A SEARCH FOR TEV NEUTRINO EMISSION WITH ICECUBE COINCIDENT WITH SWIFT BAT FLARES FROM BLAZARS

Open Access
- Author:
- Movit, Steven
- Graduate Program:
- Astronomy and Astrophysics
- Degree:
- Doctor of Philosophy
- Document Type:
- Dissertation
- Date of Defense:
- August 19, 2011
- Committee Members:
- Douglas Cowen, Dissertation Advisor/Co-Advisor
Douglas Cowen, Committee Chair/Co-Chair
Stephane Coutu, Committee Member
Tyce De Young, Committee Member
Eric D Feigelson, Committee Member
Michael Eracleous, Committee Member - Keywords:
- neutrino astrophysics
wavelets
Swift
IceCube - Abstract:
- Abstract One of the most important unsolved questions in astrophysics is the source of the ultra-high energy ( >TeV scale) cosmic rays (UHECR) that are seen here on Earth by detectors such as Auger.
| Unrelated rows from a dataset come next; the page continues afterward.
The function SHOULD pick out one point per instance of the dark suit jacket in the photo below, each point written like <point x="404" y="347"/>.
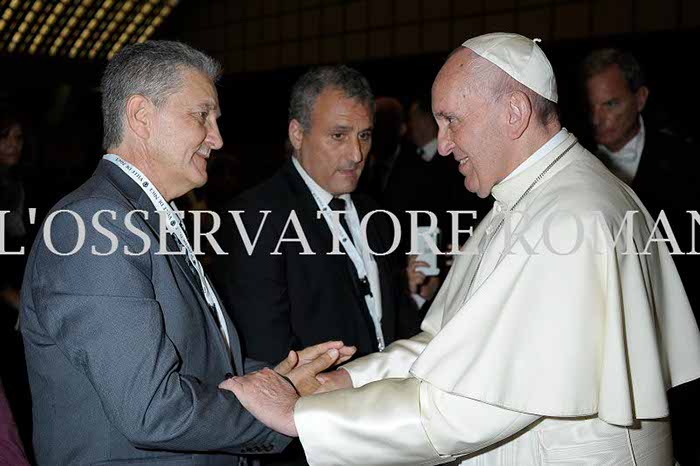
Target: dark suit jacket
<point x="290" y="301"/>
<point x="435" y="186"/>
<point x="667" y="179"/>
<point x="124" y="355"/>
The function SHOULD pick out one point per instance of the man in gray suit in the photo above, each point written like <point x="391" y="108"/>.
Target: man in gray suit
<point x="125" y="342"/>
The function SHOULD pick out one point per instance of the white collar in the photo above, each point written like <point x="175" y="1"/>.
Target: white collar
<point x="314" y="187"/>
<point x="429" y="150"/>
<point x="553" y="142"/>
<point x="631" y="150"/>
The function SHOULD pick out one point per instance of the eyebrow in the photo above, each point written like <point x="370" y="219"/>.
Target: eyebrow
<point x="211" y="106"/>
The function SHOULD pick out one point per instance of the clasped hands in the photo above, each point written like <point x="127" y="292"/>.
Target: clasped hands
<point x="271" y="399"/>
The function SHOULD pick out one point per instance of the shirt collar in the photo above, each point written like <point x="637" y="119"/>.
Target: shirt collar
<point x="323" y="195"/>
<point x="510" y="189"/>
<point x="631" y="151"/>
<point x="539" y="153"/>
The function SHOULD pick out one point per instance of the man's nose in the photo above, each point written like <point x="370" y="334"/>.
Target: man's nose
<point x="445" y="144"/>
<point x="214" y="138"/>
<point x="597" y="116"/>
<point x="357" y="151"/>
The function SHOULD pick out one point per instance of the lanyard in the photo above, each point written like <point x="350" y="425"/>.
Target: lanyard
<point x="357" y="261"/>
<point x="175" y="227"/>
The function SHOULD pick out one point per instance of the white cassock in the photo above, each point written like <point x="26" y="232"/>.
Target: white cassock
<point x="561" y="354"/>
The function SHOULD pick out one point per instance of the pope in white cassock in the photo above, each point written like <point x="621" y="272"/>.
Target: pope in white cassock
<point x="558" y="330"/>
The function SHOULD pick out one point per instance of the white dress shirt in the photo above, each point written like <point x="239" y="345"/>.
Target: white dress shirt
<point x="625" y="162"/>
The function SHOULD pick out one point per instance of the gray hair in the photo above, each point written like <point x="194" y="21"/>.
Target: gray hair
<point x="598" y="60"/>
<point x="152" y="69"/>
<point x="495" y="83"/>
<point x="310" y="85"/>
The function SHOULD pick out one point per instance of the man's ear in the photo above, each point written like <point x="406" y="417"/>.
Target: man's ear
<point x="296" y="134"/>
<point x="140" y="113"/>
<point x="519" y="112"/>
<point x="641" y="96"/>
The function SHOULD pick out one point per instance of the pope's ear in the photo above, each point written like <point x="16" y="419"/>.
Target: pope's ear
<point x="519" y="112"/>
<point x="296" y="134"/>
<point x="140" y="113"/>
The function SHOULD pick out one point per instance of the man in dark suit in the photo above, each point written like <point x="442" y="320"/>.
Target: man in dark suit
<point x="126" y="342"/>
<point x="284" y="293"/>
<point x="662" y="169"/>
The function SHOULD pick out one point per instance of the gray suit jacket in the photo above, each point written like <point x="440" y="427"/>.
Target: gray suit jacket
<point x="124" y="355"/>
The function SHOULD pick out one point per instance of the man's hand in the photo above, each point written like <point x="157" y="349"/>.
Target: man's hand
<point x="335" y="380"/>
<point x="268" y="397"/>
<point x="304" y="376"/>
<point x="309" y="354"/>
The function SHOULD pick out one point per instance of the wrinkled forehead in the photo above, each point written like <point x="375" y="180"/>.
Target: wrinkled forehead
<point x="455" y="76"/>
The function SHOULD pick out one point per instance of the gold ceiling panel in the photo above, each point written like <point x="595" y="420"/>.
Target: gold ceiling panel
<point x="86" y="29"/>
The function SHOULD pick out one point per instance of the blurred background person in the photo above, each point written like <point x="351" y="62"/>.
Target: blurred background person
<point x="15" y="231"/>
<point x="11" y="449"/>
<point x="662" y="168"/>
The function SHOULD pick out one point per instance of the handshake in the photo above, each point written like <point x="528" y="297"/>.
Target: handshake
<point x="270" y="395"/>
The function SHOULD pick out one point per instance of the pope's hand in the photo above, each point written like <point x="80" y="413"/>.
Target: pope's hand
<point x="335" y="380"/>
<point x="307" y="355"/>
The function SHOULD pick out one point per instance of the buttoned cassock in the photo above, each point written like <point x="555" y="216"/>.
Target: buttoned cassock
<point x="560" y="351"/>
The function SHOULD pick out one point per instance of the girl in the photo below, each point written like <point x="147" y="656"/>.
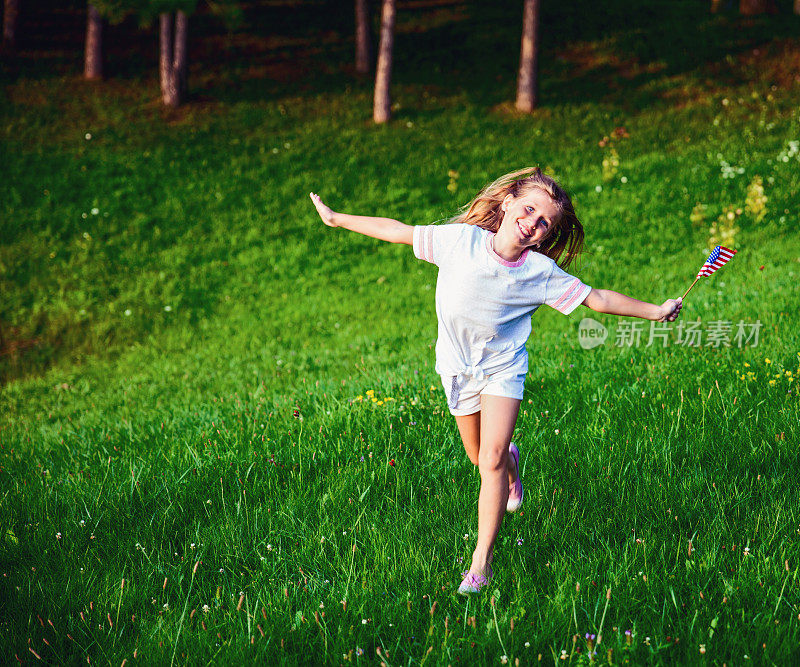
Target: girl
<point x="497" y="264"/>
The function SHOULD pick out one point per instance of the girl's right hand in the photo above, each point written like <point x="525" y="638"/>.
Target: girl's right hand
<point x="324" y="211"/>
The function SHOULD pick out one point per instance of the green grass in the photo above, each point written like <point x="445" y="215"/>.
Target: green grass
<point x="182" y="369"/>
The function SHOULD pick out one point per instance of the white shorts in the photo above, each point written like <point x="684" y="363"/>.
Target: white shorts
<point x="464" y="398"/>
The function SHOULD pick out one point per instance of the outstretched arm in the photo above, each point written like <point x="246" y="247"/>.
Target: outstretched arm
<point x="614" y="303"/>
<point x="385" y="229"/>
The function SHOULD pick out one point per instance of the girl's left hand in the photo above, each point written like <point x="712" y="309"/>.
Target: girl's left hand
<point x="324" y="211"/>
<point x="670" y="310"/>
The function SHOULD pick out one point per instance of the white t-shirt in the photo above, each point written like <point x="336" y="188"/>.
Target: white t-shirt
<point x="484" y="303"/>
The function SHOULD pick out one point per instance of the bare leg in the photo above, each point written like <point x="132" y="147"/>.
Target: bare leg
<point x="469" y="426"/>
<point x="498" y="417"/>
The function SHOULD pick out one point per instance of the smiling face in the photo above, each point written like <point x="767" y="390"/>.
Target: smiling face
<point x="529" y="218"/>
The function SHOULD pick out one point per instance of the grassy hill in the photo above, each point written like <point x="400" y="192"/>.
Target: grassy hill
<point x="195" y="370"/>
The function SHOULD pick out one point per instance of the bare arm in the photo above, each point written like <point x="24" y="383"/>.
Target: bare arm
<point x="614" y="303"/>
<point x="385" y="229"/>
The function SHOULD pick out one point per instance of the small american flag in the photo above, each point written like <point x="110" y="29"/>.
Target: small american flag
<point x="716" y="260"/>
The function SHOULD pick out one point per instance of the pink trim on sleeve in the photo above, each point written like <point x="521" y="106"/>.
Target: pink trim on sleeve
<point x="572" y="297"/>
<point x="427" y="246"/>
<point x="423" y="243"/>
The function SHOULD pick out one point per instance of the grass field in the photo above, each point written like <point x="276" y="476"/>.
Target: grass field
<point x="221" y="434"/>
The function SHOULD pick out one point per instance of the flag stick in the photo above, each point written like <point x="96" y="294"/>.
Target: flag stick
<point x="690" y="288"/>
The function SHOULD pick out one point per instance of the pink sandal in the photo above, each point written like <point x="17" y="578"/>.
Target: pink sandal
<point x="473" y="583"/>
<point x="515" y="500"/>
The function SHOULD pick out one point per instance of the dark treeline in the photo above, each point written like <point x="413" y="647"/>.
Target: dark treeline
<point x="112" y="38"/>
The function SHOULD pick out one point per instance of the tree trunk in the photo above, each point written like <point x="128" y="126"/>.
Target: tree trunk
<point x="165" y="24"/>
<point x="173" y="57"/>
<point x="363" y="36"/>
<point x="382" y="106"/>
<point x="528" y="80"/>
<point x="10" y="15"/>
<point x="93" y="56"/>
<point x="180" y="62"/>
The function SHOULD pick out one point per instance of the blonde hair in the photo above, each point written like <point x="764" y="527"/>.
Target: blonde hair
<point x="565" y="240"/>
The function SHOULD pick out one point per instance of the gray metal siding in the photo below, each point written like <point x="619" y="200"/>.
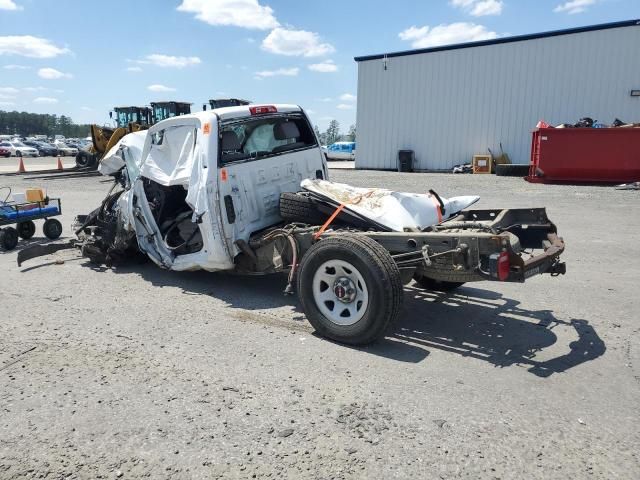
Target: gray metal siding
<point x="450" y="105"/>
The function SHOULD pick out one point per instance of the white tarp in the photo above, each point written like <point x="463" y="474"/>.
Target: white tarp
<point x="395" y="210"/>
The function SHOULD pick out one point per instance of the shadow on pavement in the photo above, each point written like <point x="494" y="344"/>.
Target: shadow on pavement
<point x="471" y="322"/>
<point x="485" y="325"/>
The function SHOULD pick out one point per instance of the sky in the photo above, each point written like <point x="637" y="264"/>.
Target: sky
<point x="81" y="58"/>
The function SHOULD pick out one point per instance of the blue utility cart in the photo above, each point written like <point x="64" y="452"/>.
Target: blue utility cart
<point x="22" y="215"/>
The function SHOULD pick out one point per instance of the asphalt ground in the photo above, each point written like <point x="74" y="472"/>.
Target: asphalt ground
<point x="136" y="372"/>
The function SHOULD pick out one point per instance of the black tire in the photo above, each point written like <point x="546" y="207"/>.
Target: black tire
<point x="381" y="277"/>
<point x="26" y="230"/>
<point x="52" y="228"/>
<point x="509" y="170"/>
<point x="436" y="285"/>
<point x="300" y="208"/>
<point x="8" y="238"/>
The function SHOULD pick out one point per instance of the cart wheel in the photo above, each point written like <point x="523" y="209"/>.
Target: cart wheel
<point x="8" y="238"/>
<point x="52" y="228"/>
<point x="26" y="229"/>
<point x="350" y="289"/>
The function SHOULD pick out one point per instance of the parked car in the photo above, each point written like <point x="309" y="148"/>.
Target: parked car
<point x="19" y="149"/>
<point x="64" y="149"/>
<point x="341" y="151"/>
<point x="44" y="149"/>
<point x="244" y="189"/>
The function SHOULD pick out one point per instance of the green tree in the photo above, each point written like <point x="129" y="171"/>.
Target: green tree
<point x="26" y="124"/>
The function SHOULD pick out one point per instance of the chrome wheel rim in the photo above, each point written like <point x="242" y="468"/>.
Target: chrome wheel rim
<point x="340" y="292"/>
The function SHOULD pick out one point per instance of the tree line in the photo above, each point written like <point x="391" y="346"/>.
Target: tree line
<point x="332" y="134"/>
<point x="26" y="124"/>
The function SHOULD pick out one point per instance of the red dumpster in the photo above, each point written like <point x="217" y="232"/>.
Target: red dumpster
<point x="606" y="155"/>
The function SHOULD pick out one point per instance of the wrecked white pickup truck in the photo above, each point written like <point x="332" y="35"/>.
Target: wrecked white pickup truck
<point x="246" y="189"/>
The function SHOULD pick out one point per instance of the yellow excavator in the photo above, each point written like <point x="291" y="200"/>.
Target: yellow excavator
<point x="127" y="120"/>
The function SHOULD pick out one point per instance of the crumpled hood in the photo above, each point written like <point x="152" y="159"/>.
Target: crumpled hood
<point x="395" y="210"/>
<point x="127" y="151"/>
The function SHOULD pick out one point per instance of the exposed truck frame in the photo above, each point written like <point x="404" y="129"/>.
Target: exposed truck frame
<point x="230" y="203"/>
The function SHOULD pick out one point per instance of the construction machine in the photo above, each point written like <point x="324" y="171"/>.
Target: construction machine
<point x="227" y="102"/>
<point x="127" y="120"/>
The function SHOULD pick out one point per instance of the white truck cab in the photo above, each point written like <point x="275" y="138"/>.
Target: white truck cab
<point x="203" y="183"/>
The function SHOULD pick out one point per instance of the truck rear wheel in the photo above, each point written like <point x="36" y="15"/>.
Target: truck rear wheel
<point x="436" y="285"/>
<point x="350" y="289"/>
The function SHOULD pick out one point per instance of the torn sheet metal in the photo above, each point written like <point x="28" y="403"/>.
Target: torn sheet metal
<point x="397" y="211"/>
<point x="128" y="151"/>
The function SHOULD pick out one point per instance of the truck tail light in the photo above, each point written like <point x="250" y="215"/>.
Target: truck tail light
<point x="503" y="266"/>
<point x="262" y="109"/>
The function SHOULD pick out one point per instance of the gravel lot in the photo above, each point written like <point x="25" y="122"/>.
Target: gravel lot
<point x="136" y="372"/>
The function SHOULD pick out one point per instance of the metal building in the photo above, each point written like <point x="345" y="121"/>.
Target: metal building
<point x="449" y="103"/>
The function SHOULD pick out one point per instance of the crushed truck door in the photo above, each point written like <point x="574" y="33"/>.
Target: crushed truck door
<point x="175" y="173"/>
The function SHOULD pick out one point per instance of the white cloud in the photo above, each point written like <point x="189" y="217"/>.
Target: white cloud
<point x="52" y="74"/>
<point x="479" y="8"/>
<point x="237" y="13"/>
<point x="47" y="100"/>
<point x="170" y="61"/>
<point x="327" y="66"/>
<point x="281" y="72"/>
<point x="29" y="46"/>
<point x="574" y="6"/>
<point x="160" y="88"/>
<point x="282" y="41"/>
<point x="9" y="5"/>
<point x="459" y="32"/>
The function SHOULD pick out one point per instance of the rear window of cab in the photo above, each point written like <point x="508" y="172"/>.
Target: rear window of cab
<point x="258" y="137"/>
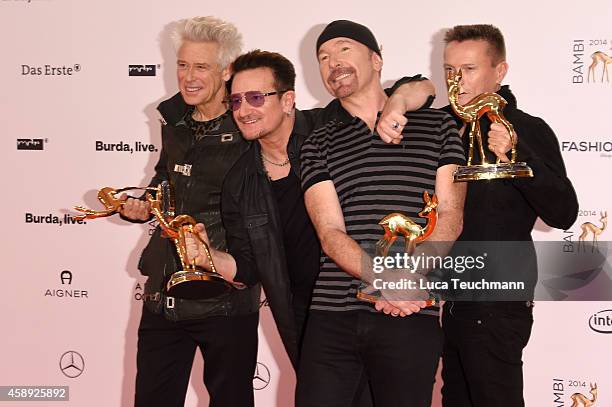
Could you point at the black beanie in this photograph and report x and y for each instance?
(348, 29)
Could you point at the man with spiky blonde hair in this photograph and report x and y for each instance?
(200, 144)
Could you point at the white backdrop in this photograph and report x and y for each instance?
(91, 100)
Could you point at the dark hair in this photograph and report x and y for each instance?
(485, 32)
(282, 68)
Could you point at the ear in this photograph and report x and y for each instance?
(377, 61)
(501, 70)
(226, 74)
(288, 101)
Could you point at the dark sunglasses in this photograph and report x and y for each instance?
(254, 98)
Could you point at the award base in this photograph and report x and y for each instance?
(196, 285)
(492, 171)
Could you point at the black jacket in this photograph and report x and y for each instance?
(251, 217)
(254, 229)
(500, 214)
(196, 169)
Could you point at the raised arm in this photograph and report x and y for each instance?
(408, 95)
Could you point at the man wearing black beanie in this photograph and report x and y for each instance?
(351, 181)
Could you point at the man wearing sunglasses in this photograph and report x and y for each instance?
(200, 144)
(270, 236)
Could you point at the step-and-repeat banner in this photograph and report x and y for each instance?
(80, 83)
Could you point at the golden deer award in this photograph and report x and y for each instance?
(396, 225)
(492, 105)
(190, 282)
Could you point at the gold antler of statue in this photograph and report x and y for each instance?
(492, 105)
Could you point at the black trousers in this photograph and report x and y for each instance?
(399, 357)
(165, 355)
(483, 348)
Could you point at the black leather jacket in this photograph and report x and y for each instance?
(254, 229)
(196, 169)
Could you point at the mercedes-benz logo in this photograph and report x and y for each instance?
(261, 378)
(72, 364)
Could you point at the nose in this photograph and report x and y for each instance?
(189, 74)
(245, 108)
(334, 62)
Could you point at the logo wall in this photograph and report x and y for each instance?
(143, 70)
(590, 58)
(601, 322)
(32, 144)
(63, 292)
(575, 392)
(72, 364)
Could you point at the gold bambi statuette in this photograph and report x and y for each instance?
(396, 225)
(189, 282)
(492, 105)
(580, 400)
(590, 228)
(599, 57)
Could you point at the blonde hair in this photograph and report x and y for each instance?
(210, 29)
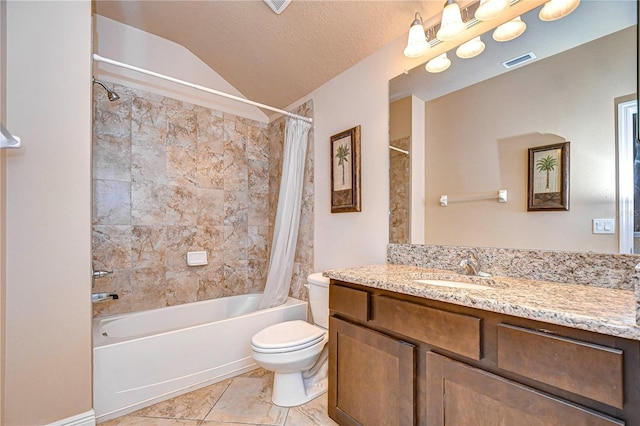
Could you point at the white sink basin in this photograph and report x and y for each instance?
(454, 284)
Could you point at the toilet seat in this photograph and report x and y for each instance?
(287, 337)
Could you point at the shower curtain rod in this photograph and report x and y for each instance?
(99, 58)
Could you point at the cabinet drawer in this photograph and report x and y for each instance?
(350, 302)
(447, 330)
(586, 369)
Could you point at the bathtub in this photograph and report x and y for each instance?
(146, 357)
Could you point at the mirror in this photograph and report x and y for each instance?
(480, 119)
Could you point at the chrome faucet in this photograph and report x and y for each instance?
(103, 297)
(471, 266)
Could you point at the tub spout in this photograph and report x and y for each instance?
(103, 297)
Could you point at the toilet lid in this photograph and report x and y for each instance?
(290, 335)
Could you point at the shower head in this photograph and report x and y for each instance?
(111, 95)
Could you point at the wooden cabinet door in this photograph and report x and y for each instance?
(372, 377)
(458, 394)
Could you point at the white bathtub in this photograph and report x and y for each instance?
(146, 357)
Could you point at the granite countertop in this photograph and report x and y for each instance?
(601, 310)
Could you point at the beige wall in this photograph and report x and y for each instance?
(48, 309)
(132, 46)
(477, 141)
(359, 96)
(3, 197)
(400, 118)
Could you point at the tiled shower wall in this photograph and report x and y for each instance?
(171, 177)
(400, 192)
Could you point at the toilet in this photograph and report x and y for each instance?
(297, 351)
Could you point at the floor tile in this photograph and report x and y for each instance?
(193, 405)
(248, 400)
(148, 421)
(313, 413)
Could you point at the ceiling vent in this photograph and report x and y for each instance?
(277, 5)
(519, 60)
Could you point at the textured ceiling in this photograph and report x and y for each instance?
(274, 59)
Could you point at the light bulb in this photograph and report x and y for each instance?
(556, 9)
(417, 44)
(451, 25)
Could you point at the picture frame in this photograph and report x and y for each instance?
(345, 171)
(549, 177)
One potential source for these UHECR is black hole engines in active galaxies. It is known that active galaxies have jets of relativistic charged particles that follow their rotational axes, however the composition of these jets is still unknown, and hadrons must be present in the cosmic accelerators. Neutrino detections coincident with photon flaring from AGN would provide strong evidence for hadrons in blazar jets. If no hadrons are present, gamma-ray production in AGN jets would be driven by electron synchrotron-self Compton processes. In an attempt to test the hadronic hypothesis for blazar jets, we developed a catalog of significant hard x-ray photon excesses from blazars using the Swift BAT monitoring catalog and a new wavelet approach adapted from the statistics literature. This approach was applied for the first time to an astronomical time series. We processed the Swift monitoring data from April 2008 until May 2009, to correspond with the 40 string season of IceCube, a neutrino detector located at the South Pole. Previous analyses have produced a neutrino data set known as the Point Source selection, which was a starting point for our timing and spatial coincidence analysis. This sample of IceCube events contains only muon neutrino charged-current events which were reconstructed with a very high degree of confidence. We strongly reduced noise contamination of the final sample through simple cuts on the photon flares and some new techniques in the wavelet denoising involving testing overlapping time series. While no on-source neutrinos were found, this analysis remains an excellent prescription for future studies, and we have set upper bounds on neutrino flux from each of the four AGN from which X-ray flares were seen, ranging from 3.23·10^−7 to 3.82 · 10^−6 GeV/cm^2/sec.